П. Я Чаадаев: pro et contra. Личность и творчество Петра Чаадаева в оценке русских мыслителей и исследователей. – СПб., 1998.– 880 с.
Фрагменты сочинений печатаются по:
I. Чаадаев П. Я. Сочинения – М.: Правда, 1989.
II. Чаадаев П. Я. Полн. собр. соч. и избр. письма. В 2 т.– М.: Наука, 1991.
…мы никогда не шли вместе с другими народами, мы не принадлежим ни к одному из известных семейств человеческого рода, ни к Западу, ни к Востоку, и не имеем традиций ни того, ни другого. Мы стоим как бы вне времени, всемирное воспитание человеческого рода на нас не распространилось. Дивная связь человеческих идей в преемстве поколений и история человеческого духа, приведшие во всем остальном мире к его теперешнему состоянию, на нас не оказали никакого действия.

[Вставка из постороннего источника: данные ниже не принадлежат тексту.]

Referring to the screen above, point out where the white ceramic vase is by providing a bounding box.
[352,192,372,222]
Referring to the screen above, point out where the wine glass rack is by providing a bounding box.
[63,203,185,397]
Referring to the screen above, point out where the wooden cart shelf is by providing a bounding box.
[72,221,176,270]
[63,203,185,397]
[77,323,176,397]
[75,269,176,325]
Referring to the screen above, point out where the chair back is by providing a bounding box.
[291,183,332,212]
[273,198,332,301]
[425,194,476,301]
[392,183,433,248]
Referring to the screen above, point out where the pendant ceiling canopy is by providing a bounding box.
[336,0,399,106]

В домах наших мы как будто в лагере; в семьях мы имеем вид пришельцев; в городах мы похожи на кочевников, хуже кочевников, пасущих стада в наших степях, ибо те более привязаны к своим пустыням, нежели мы – к своим городам.
Окиньте взором все прожитые нами века, все занятые пространства – и вы не найдете ни одного приковывающего к себе воспоминания, ни одного почтенного памятника, который бы говорил о прошедшем с силою и рисовал его живо и картинно. Мы живем лишь в самом ограниченном настоящем, без прошедшего и без будущего, среди плоского застоя.
Народы – существа нравственные, точно так, как и отдельные личности. Их воспитывают века, как людей – годы… Про нас можно сказать, что мы составляем как бы исключение среди народов. Мы принадлежим к тем из них, которые как бы не входят составной частью в человечество, а существуют лишь для того, чтобы преподать великий урок миру. И, конечно, не пройдет без следа то наставление, которое суждено нам дать, но кто знает день, когда мы найдем себя среди человечества, и кто исчислит те бедствия, которые мы испытываем до свершения наших судеб?
… всем нам не хватает какой-то устойчивости, какой-то последовательности в уме, какой-то логики… в нашем взгляде есть что-то до странности неопределенное, холодное, неуверенное, напоминающее обличие народов, стоящих на самых низших ступенях социальной лестницы. В чужих краях, особенно на юге, где лица так одушевлены и выразительны, я столько раз сравнивал лица моих земляков с лицами местных жителей и бывал поражен этой немотой наших выражений.
Я, конечно, не утверждаю, что среди нас одни только пороки, а среди народов Европы одни добродетели, отнюдь нет.
А между тем, раскинувшись между двух великих делений мира, между Востоком и Западом, опираясь одним локтем на Китай, другим – на Германию, мы бы должны были сочетать в себе две великие основы духовной природы – воображение и разум и объединить в своем просвещении исторические судьбы всего земного шара. Не эту роль предоставило нам Провидение. Напротив, оно как будто совсем не занималось нашей судьбой… Наблюдая нас, можно бы сказать, что здесь сведен на нет всеобщий закон человечества. Одинокие в мире, мы миру ничего не дали, ничего у мира не взяли, мы не внесли в массу человеческих идей ни одной мысли, мы ни в чем не содействовали движению вперед человеческого разума, а все, что досталось нам от этого движения, мы исказили.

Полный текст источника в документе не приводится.